A University of Minnesota center was selected to audit the panel that reviews complaints against the St. Paul Police Department, Mayor Chris Coleman’s office announced Friday.
The University’s Center for Restorative Justice and Peacemaking will produce a report on the effectiveness of the St. Paul Police-Civilian Internal Affairs Review Commission given the panel’s “current make-up,” according to a press release from the mayor’s office.
The panel is made up of five community members and two members of the St. Paul Police Federation. It reviews complaints made against St. Paul police officers to ensure accountability of both officers and civilians.
“Some of the founding members of the PCIARC were asking if the process needed to evolve a bit,” said Tonya Tennessen, the mayor’s communications director.
The mayor’s office selected the Center for Restorative Justice to address those concerns because of its success in engaging different communities, Tennessen said.
The center helps promote dialogue across communities in response to hate crimes and intolerance.
Coleman’s office expects the auditors to interview past and present commission members.
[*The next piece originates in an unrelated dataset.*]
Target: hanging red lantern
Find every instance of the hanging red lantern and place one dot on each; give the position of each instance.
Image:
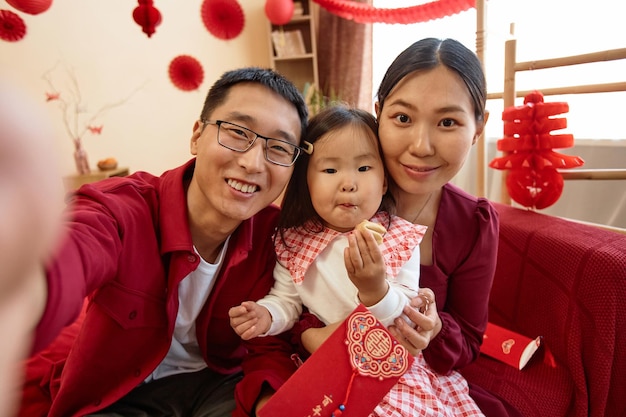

The reviewers are expected to release their preliminary findings in August or September.
A video surfaced last August that showed St. Paul police officers using a stun gun while arresting a man in a St. Paul skyway. The video spurred backlash from the community over the officers’ conduct.
Coleman requested that PCIARC conduct a review of the incident. The panel found that the allegations of police misconduct were unfounded.
The panel doesn’t replace a grand jury or take on any work that the Ramsey County Attorney’s Office typically does, the release said.